Gold traded between $1,750 and $2,000 for most of late 2020 through 2022. While the Fed raised interest rates to combat inflation at multi-decade highs, the price of stocks plunged throughout most of the year, though gold didn’t seem to feel much effect. Even when gold weakened later in 2022, dipping into the $1,600s, it soon bounced higher and started 2023 at more than $1,900 per ounce. Then it spent most of 2023 flirting with $2,000, before finally bursting through the level late in the year. This move set up a strong base to bound higher.
Spiraling U.S. budget deficits helped catalyze gold further. COVID-era spending ran high, and traders turned to assets that might act like inflation hedges, including cryptocurrencies such as Bitcoin and gold, both of which kicked off massive bull runs as the Fed hit the pause button of hiking interest rates any further. The more likely next direction of interest rates: down.

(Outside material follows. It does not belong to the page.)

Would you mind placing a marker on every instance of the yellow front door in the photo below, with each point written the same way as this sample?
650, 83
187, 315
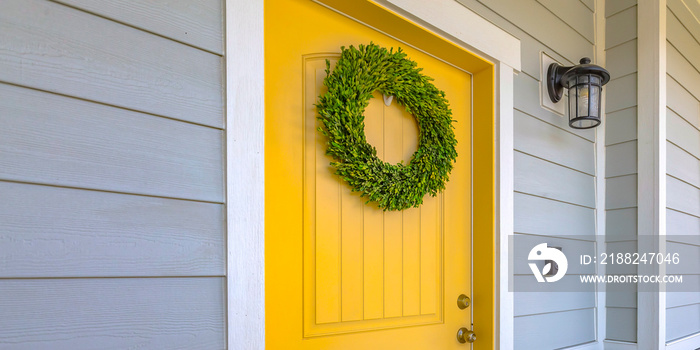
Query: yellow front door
342, 274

Gold bulls had a phenomenal run from the start of 2024. Gold entered the year at just over $2,000, and just seemed to race higher, seemingly setting a new high month after month. By February 2025, gold had risen more than 50 percent from its price just 14 months before. But it continued to rally, setting new records all the time and opening July 2025 at $3,372.
Continued concerns over spiraling U.S. government debt and economic stresses may keep gold topmost in traders’ minds as they consider safe investments, especially if the economy weakens in 2025.
Editorial Disclaimer: All investors are advised to conduct their own independent research into investment strategies before making an investment decision. In addition, investors are advised that past investment product performance is no guarantee of future price appreciation.